ShenBi is a high-performance Python plotting library that provides the familiar matplotlib API while leveraging pyqtgraph's GPU-accelerated rendering engine. Write code like you do with matplotlib, get the speed of pyqtgraph.

Why ShenBi?

matplotlib pyqtgraph ShenBi
API friendliness Excellent Complex Excellent (matplotlib-compatible)
Performance Slow on large data Very fast Very fast (pyqtgraph engine)
Interactivity Limited Rich (pan/zoom) Rich (built-in)
GPU acceleration No Yes (OpenGL) Yes (inherited)
Auto-downsampling No Yes Yes (automatic)

Quick Start

import numpy as np
import shenbi.pyplot as plt

# Generate 1 million data points
x = np.linspace(0, 100, 1_000_000)
y = np.sin(x) + 0.1 * np.random.randn(1_000_000)

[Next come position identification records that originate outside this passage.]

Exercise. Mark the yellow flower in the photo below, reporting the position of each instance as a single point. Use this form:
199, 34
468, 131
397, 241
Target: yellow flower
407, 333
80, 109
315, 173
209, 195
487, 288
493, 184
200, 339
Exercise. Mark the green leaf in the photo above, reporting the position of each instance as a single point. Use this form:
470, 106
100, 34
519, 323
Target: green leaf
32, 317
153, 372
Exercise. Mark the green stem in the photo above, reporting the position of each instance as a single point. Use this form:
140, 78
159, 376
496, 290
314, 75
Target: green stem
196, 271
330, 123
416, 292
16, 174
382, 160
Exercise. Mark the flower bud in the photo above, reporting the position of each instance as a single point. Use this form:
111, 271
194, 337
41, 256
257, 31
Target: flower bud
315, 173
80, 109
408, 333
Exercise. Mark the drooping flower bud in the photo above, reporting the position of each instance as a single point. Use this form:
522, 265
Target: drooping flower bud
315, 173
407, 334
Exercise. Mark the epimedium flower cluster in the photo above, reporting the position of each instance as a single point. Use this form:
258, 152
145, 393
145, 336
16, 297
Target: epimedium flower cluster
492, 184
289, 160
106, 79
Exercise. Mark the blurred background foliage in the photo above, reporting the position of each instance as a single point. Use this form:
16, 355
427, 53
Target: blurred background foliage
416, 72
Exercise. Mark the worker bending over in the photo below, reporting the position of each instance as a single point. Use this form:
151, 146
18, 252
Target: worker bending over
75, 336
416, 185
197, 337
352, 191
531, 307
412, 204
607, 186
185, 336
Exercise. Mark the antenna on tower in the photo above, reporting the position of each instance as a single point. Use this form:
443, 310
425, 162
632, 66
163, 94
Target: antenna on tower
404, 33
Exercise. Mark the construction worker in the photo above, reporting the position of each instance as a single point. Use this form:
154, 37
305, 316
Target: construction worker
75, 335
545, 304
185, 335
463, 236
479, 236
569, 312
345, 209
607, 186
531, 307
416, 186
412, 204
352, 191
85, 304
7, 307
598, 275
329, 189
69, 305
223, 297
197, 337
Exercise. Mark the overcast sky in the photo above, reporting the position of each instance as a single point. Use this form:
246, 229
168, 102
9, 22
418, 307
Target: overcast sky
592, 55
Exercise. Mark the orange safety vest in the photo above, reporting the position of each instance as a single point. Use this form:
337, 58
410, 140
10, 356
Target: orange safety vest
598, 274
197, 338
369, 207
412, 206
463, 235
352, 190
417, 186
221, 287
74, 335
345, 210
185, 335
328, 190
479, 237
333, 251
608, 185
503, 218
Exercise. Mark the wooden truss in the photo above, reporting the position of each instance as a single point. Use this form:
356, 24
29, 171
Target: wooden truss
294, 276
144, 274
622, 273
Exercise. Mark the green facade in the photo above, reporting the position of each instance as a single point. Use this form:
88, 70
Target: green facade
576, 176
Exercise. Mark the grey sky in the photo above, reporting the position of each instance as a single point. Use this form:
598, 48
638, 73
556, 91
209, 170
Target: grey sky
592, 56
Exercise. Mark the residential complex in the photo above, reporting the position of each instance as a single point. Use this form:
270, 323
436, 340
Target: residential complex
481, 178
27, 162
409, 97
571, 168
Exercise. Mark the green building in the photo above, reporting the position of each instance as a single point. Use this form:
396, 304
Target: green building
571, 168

# Use familiar matplotlib syntax
plt.figure(figsize=(12, 4))
plt.plot(x, y, 'b-', linewidth=1, label='Signal')
plt.title('1 Million Points — Rendered Instantly')
plt.xlabel('Time')
plt.ylabel('Amplitude')
plt.grid(True)
plt.legend()
plt.show()

Features

Line Plots

plt.plot(x, y, 'r-', linewidth=2, label='Line')
plt.plot(x, y2, 'b--', marker='o', markersize=4)

Scatter Plots

plt.scatter(x, y, s=10, c='darkorange', alpha=0.5, marker='o')

Bar Charts

plt.bar(['A', 'B', 'C', 'D'], [23, 45, 12, 67], color='steelblue')

Histograms

plt.hist(data, bins=50, color='green', alpha=0.7)

Subplots

fig, axes = plt.subplots(2, 2, figsize=(10, 8))
axes[0, 0].plot(x, np.sin(x), 'r-')
axes[0, 1].plot(x, np.cos(x), 'b-')
axes[1, 0].bar([0, 1, 2, 3], [10, 20, 15, 25])
axes[1, 1].hist(np.random.randn(5000), bins=30)

Format Strings

Supports matplotlib-style format strings: 'r-o', 'b--', 'g.', 'k:', etc.

Other Features

  • plt.title(), plt.xlabel(), plt.ylabel()
  • plt.xlim(), plt.ylim(), plt.xscale('log')
  • plt.grid(), plt.legend()
  • plt.axhline(), plt.axvline(), plt.text()
  • plt.errorbar(), plt.fill_between(), plt.imshow()
  • plt.savefig() for image export

Installation

pip install pyqtgraph numpy
# Then either PyQt5, PyQt6, PySide2, or PySide6:
pip install PySide6
git clone https://github.com/CodeOfMe/ShenBi.git
cd ShenBi
pip install -e .

Requirements

  • Python >= 3.9
  • pyqtgraph >= 0.13.0
  • numpy >= 1.20
  • Qt bindings: PyQt5, PyQt6, PySide2, or PySide6

Performance

ShenBi inherits pyqtgraph's multi-level performance optimizations:

  • Automatic downsampling: When viewing large datasets, points are automatically decimated based on screen pixel density
  • Clip-to-view: Only data within the visible view range is processed for rendering
  • GPU acceleration: When using OpenGL-backed widgets, vertex data is uploaded to GPU via VBOs for hardware-accelerated rendering
  • Segmented line rendering: Fast QPainter.drawLines() used when beneficial

Rendering 1 million data points takes ~1 second on CPU, virtually instant on GPU.

Architecture

User Code (matplotlib-style API)
        │
        ▼
   shenbi.pyplot  ──  State-based API (plt.plot, plt.figure, etc.)
        │
        ▼
   ShenBiFigure   ──  Wraps pyqtgraph GraphicsLayoutWidget
        │
        ▼
   ShenBiAxes     ──  Wraps pyqtgraph PlotItem
        │
        ▼
   ShenBiLine2D   ──  Wraps pyqtgraph PlotDataItem
        │
        ▼
   pyqtgraph      ──  High-performance Qt-based rendering engine

License

MIT

Project details


Download files

Download the file for your platform. If you're not sure which to choose, learn more about installing packages.

Source Distribution

shenbi-0.1.1.tar.gz (13.2 MB view details)

Uploaded Source

Built Distribution

If you're not sure about the file name format, learn more about wheel file names.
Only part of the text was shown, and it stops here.